Futbolun kaybolan dehası


‘’Auschwitz’den sonra şiir yazmak barbarlıktır.’’ -Theodor w. Adorno


Adolf Hitler ve Nazi Almanyası, hayatın her alanına el attığı gibi geçmişten bugüne kitleleri kontrol etmede en önemli araçlardan bir tanesi olan spor dünyasına da müdahalelerde bulunmuştur. 1936 Berlin Olimpiyatları’nda bir Afro-Amerikalı olarak 100 metre yarışını kazanıp altın madalyayı boynuna geçiren ve Nazi yönetim kadrosunun tribünü hışımla terk etmesine sebep olan Jessie Owens, sporseverlerin bu konuda en çok ismini zikrettiği sporculardan biridir. 1930’larda Matthias Sindelar önderliğinde dünyayı kasıp kavuran, ‘’Wunderteam’’ olarak adlandırılan Avusturya Milli Futbol Takımı da dağılmak zorunda kalmıştır. Sindelar 1939’da şüpheli bir şekilde evinde yaşamını yitirmiştir. Ancak, Hitler’in futbola müdahalesi Sindelar ile sınırlı kalmamıştı. Auschwitz olmasaydı bugün belki de futbol tarihinin en büyük teknik direktörlerinden biri olarak anacağımız Arpad Weisz da, bu şiddete kurban gitmişti.

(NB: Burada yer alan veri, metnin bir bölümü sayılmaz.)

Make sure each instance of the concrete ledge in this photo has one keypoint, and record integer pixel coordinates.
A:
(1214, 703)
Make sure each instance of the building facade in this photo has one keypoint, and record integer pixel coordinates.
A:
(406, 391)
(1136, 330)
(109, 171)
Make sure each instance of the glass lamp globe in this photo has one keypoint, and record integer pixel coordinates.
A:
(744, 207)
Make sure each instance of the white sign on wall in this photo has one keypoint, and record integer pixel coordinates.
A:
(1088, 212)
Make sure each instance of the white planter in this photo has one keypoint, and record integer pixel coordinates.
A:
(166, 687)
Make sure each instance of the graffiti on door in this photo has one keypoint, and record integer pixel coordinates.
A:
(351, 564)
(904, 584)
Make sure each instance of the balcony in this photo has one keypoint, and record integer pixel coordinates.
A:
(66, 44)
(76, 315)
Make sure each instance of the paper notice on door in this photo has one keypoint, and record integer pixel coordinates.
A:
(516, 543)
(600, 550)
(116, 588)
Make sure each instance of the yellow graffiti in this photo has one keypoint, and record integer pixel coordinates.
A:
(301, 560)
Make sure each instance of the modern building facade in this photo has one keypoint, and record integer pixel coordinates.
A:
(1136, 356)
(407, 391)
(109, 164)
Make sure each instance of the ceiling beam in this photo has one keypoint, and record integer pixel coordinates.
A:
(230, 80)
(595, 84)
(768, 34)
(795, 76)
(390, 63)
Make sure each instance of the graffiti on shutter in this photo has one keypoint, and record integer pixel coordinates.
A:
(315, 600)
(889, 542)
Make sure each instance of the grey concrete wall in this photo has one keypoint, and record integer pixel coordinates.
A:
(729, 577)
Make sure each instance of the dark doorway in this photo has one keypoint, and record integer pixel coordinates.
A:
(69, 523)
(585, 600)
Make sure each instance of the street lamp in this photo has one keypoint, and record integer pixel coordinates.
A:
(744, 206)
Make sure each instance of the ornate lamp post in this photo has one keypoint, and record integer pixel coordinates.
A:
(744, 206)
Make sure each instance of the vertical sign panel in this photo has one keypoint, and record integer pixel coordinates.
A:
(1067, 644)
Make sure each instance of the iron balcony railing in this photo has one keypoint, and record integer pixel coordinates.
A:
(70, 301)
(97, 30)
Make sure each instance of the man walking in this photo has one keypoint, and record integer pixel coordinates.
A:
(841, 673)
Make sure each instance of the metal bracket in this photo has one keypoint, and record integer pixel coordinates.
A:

Weisz, 1896 yılında Macaristan’ın Avusturya sınırında yer alan Solt’da doğdu. 20’nci yüzyılın başında İngilizlerin etkisiyle tüm dünyada yayılmaya başlayan futbol, Tuna Nehri kıyılarında da çok sevildi. Öyle ki, Macaristan ve Avusturya’daki kafeler, bu yeni oyun üzerine belirtilen fikirlerin ve girişimlerin Avrupa’daki merkezi haline geldi. 1900’lerin başında Orta Avrupa’daki kafelerde yürütülen entellektüel tartışma geleneğinden futbol da nasibini almıştı. Bu ortamda yetişen Weisz’ın futbola gönül vermemesi mucize olurdu. Yetenekli bir sol açıktı. 1924 Olimpiyatları’na favorilerden biri olarak giden, ancak hüsrana uğrayan Macaristan’ın kadrosunda yer almıştı. Bu takımın kaptanı, kendisi de Auschwitz’de mahkum bir yahudi olan ancak sağ kurtulmayı başaran Bela Guttman’dı. Guttman daha sonra 60’ların başında iki kez Şampiyon Kulüpler Kupası kaldıran Benfica’nın teknik direktörü olacaktı.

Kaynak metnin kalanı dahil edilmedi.